Last month, Quebec judge Donald Bissonnette gave Harry Tukai, 21, of House 269 in Inukjuak a 22-month sentence to be served in the community, followed by a two-year probation period.

Tukai’s sentence includes house arrest for 12 months, followed by a nightly curfew until the end of the sentence.

During his sentence, Tukai is not to consume alcohol and use drugs or be in the presence of people drinking. He also has a ban on owning or carrying a firearm for 10 years.

Tukai faced nine charges in connection with an assault last September on Kativik Regional Police Force members, which included attempted murder, uttering threats and resisting arrest.

Tukai plead guilty to five charges. The attempted murder charge was withdrawn, along with three other charges.

In the early morning of Sept. 14, two KRPF members responded to a call involving a disturbance and a possible suicide.

According to official reports on the incident, they found Tukai in front of a house. He pointed a gun at the two officers, saying he wanted them to shoot him, then barricaded himself inside the house.

Two more officers joined the two policemen who were already there.

When Tukai sat down on the porch to smoke a cigarette, one of the police officers moved up the stairs and tried to grab him around the waist.

He turned around, stabbed the top of the police officer’s head with a knife, cut off the top of one his ears and stabbed him in the back. The two rolled down the stairs.

Tukai stabbed the police officer’s hand after being wrestled to the ground. The injured police officer, who had no movement in his hand afterwards, went on sick leave.
Money seized from Avataq

On March 13 a bailiff and provincial police descended on the offices of Nunavik’s Avataq Cultural Institute on Redfern Avenue in Montreal’s Westmount district to make a seizure of goods belonging to the Mohawk band of Kanesatake.
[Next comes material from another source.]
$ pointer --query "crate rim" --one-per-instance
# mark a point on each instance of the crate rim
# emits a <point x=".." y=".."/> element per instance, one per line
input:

The move to retrieve financial papers at the Avataq offices was part of a sweep conducted last Tuesday to locate money and goods belonging to Kanesatake, which owes $700,000 to a Montreal lawyer.

The bailiff had called in the Sûreté du Québec after meeting resistance at the Kanesatake band council, which owes $1.5 million to various creditors.

Lawyer Louis Sylvestre, who represented the band for two years during environmental hearings, is owed $700,000. He went to court and obtained a judgment in his favour with an order to seize goods.

But the band says money and goods on a reserve can’t be seized. So, in last week’s sweep, vehicles from the band’s now-defunct native police force, as well as weapons, were seized from other locations.

Avataq’s executive director, Rhoda Kokiapik, said Avataq planned to issue an official new release on the seizure.

A source with inside knowledge of this incident, who spoke to Nunatsiaq News, alleges the federal government gave Avataq $1.5 million to administer in trust on behalf of the Kanesatake Mohawks during a period of violent upheaval between the band’s elected chief, James Gabriel, and its native police chief.

Of these transferred funds, $200,000 remained in Avataq’s trust, according to bank records.

The source says Avataq likely acted without malice and served only as the “bag man” for government monies, which were being directed to support Gabriel.

Three years ago, Gabriel led an armed force of 67 native special constables into Kanesatake. The special constables sequestered themselves in the local police station for several days until they were forced to leave.

Gabriel’s home was subsequently burned and he was forced into exile.

The federal government supported Gabriel and refused to allow elections to be held. During this time the policing budget was increased, and a public relations company was hired to direct and support Gabriel’s re-election strategy.

Elections were finally held in late spring of 2005 and Gabriel lost.

Further court discussions on the money owed to Sylvestre will take place next month.